Despite the death of digital rights management (DRM) on digital music, Hollywood remains deeply committed to content restrictions on all future video formats, both online and off-line. For example, Real Networks is being sued for its RealDVD product, which permits DVD owners to make portable copies on their laptops. Hollywood is still pushing Congress to enact a "broadcast flag" to restrict over-the-air digital broadcast programs. And online, authorized services like Neflix On Demand and Amazon Unbox use DRMed streaming technologies -- something that Hollywood would like to see on Flash-based platforms like YouTube.
Our guests will be:
Bob Barr represented the 7th District of Georgia in the U. S. House of Representatives from 1995 to 2003, and was the 2008 Libertarian Party nominee for President of the United States. He practices law with the Law Offices of Edwin Marger, and runs a consulting firm, Liberty Strategies, headquartered in Atlanta, Georgia. Barr works tirelessly to help preserve our fundamental right to privacy and our other civil liberties guaranteed in the Bill of Rights.

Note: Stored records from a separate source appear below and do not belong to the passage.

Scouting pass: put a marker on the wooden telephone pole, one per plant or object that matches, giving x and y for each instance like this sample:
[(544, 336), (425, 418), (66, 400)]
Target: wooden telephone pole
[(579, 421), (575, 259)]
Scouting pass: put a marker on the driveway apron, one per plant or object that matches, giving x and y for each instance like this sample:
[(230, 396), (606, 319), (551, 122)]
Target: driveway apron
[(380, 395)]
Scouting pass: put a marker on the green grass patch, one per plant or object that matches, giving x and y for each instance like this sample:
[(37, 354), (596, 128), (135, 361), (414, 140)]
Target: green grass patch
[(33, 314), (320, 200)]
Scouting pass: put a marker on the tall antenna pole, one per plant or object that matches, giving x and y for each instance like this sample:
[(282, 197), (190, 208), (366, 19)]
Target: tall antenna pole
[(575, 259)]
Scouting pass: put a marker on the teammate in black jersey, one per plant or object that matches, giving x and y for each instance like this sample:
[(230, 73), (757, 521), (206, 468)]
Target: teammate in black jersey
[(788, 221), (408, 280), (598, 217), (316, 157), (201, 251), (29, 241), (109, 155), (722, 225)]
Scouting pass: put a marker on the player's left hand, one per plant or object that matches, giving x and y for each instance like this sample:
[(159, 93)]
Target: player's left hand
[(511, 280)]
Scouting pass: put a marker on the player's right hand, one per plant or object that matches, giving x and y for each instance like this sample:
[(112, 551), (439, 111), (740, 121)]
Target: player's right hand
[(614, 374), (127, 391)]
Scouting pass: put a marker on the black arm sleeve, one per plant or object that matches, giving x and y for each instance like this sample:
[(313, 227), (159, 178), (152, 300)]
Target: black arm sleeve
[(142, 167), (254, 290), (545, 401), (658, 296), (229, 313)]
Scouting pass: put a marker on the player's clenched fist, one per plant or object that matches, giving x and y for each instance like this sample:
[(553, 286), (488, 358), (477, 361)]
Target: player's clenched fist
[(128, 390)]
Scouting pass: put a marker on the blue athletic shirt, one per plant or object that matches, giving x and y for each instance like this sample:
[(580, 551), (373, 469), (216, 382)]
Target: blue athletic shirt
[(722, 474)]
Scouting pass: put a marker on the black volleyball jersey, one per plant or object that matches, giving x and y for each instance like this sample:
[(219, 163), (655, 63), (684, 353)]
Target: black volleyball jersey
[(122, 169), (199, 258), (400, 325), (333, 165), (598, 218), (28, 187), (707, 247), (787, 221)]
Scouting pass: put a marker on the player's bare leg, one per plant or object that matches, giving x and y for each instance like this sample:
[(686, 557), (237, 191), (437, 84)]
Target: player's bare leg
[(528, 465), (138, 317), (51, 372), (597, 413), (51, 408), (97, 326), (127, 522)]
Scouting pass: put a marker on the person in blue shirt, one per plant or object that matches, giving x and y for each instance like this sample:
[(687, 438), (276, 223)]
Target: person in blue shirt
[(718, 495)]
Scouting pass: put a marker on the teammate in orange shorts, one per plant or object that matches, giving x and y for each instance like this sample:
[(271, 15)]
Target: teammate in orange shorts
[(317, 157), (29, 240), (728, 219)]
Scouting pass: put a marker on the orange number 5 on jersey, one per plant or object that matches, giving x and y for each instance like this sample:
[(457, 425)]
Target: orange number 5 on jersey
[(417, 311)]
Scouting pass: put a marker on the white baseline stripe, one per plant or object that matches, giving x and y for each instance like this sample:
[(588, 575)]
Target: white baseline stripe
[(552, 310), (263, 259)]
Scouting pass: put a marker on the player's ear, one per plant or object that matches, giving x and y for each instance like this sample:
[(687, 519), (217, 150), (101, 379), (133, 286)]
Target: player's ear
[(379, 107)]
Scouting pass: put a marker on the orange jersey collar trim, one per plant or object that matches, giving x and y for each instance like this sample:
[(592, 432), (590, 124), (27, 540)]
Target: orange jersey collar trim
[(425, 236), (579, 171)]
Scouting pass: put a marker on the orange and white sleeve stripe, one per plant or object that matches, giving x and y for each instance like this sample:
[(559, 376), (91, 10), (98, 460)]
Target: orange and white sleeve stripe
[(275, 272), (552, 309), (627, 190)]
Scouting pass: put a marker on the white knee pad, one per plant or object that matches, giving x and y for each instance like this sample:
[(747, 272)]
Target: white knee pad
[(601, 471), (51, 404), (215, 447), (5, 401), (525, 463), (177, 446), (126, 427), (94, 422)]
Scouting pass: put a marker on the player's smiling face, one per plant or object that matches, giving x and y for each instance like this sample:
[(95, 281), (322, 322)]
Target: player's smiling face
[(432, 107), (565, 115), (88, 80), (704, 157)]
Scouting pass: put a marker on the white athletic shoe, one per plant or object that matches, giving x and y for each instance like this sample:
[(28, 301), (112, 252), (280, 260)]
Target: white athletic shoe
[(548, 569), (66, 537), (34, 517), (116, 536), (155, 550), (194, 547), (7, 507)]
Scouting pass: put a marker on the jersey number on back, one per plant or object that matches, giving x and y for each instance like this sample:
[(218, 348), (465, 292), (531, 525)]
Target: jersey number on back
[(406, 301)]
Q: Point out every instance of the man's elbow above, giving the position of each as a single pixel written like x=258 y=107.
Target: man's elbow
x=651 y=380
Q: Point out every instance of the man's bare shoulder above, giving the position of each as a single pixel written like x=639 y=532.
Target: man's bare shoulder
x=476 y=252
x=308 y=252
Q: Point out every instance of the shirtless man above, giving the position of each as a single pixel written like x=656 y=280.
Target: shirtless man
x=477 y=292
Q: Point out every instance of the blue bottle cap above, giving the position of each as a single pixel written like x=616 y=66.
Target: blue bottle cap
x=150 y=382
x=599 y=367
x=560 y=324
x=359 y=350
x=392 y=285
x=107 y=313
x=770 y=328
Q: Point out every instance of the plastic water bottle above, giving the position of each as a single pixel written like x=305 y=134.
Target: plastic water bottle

Fred von Lohmann is a senior staff attorney with the Electronic Frontier Foundation, specializing in intellectual property matters. He has been at the forefront in the fight against the "broadcast flag" for digital television and has worked to secure DMCA exemptions for DVD content shackled by content restrictions.
Paul Sweeting has covered the home entertainment and technology industries for more than 15 years for such publications as Daily Variety, Billboard, Video Business and Publishers Weekly. His widely read weekly column in Video Business focuses on technology trends, intellectual property issues, Internet and technology policy, and business and financial developments in the home entertainment industries. In 2006 he developed and launched ContentAgenda.com, an online business-to-business news portal and blog site focused on the intersection of entertainment content and digital technology.
Michael Page has represented a wide range of clients in cutting edge litigation in all manner of intellectual property disputes, ranging from the United States Supreme Court, the Federal Circuit, and the Second and Ninth Circuits, to district courts around the country. Until Hollywood sued them out of business, he represented 321 Studios, makers of the popular "DVD X Copy" software used to make back-up copies of DVDs.
Bill Triplett was head of the Washington bureau of the entertainment industry trade paper Variety from 2005 to the end of 2008. Issues, legislation and federal policy regarding piracy, intellectual property rights and digital rights constituted a significant part of the D.C. beat.
Directions:
The City Club of San Francisco, 155 Sansome, 9th floor, in the Bechtel Room. The City Club is accessible via BART. The City Club is one block from the MONTGOMERY ST. STATION. Exit the station at Sansome Street and walk towards Bush Street. Cross Bush Street and The City Club is located between Bush and Pine Streets.